Verified Firmware Specific firmware version tested.
How does physical access control software by Cloudastructure work? The primary function of the Cloud based physical access control software is to provide an interface between the Cloudastructure Service and the access control devices at the door. Cloud Door Controller is designed as single-door access control panel that communicate with a hosted central server over the Internet. While on a LAN connected to the internet, the Cloud Door Controller only requires outbound Internet Access. Cloud Physical Door Controller has been designed to control a single door by using card, PIN or biometric readers.
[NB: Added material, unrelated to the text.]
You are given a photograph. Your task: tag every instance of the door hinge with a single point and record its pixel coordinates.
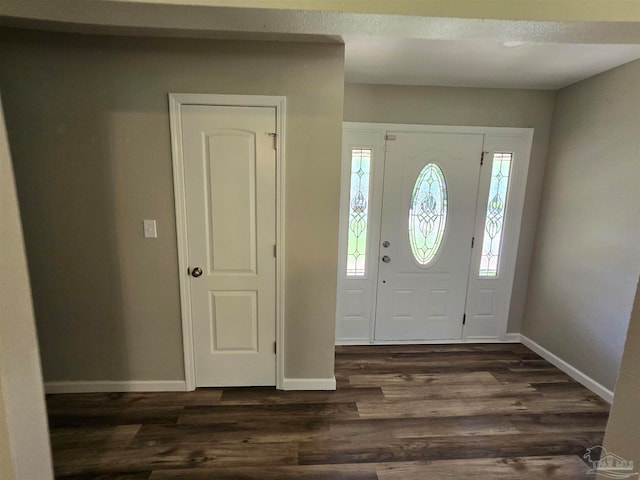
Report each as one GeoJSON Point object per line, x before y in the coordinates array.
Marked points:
{"type": "Point", "coordinates": [275, 140]}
In addition, each Cloud Door Controller (CDC) has 8 inputs and 5 outputs, all of which are fully configurable from any web browser. Which web browsers are supported by Cloudatructure Systems? Cloudastructure physical access control software works with all popular browsers. What readers are supported by Cloudastructure? Cloudastructure can support any reader that outputs the Wiegand format. For a complete list of supported readers, download the Supported Reader List from the Reach Toolkits.
What happens when my network is down? When a Cloudastructure Campus access control software loses communication with Cloudastructure, it will continue to function as it had before. Since all the programming is stored locally at the Controller, you will not see any difference in functionality at the door. Any changes that are made to the programming will not be downloaded to the Controller until communication is restored. Once communication is restored, all events that have occurred while the Controller was offline will be uploaded to the Cloudastructure System. How do I change the Controller to work with a static IP Address? The Controller is defaulted to DHCP (Dynamic Host Configuration Protocol.) If the network you are installing the Controller on does not support DHCP a static IP Address will need to be assigned to it.
To configure the Controller to use a static IP Address, you will need a null modem cable. If the computer you are using does not have a serial port, you will also need a USB to serial adapter. The instructions for assigning a static IP Address to an IP Controller can be found in Appendix B in the Engineering Reference which can be downloaded from the Reach Toolkits.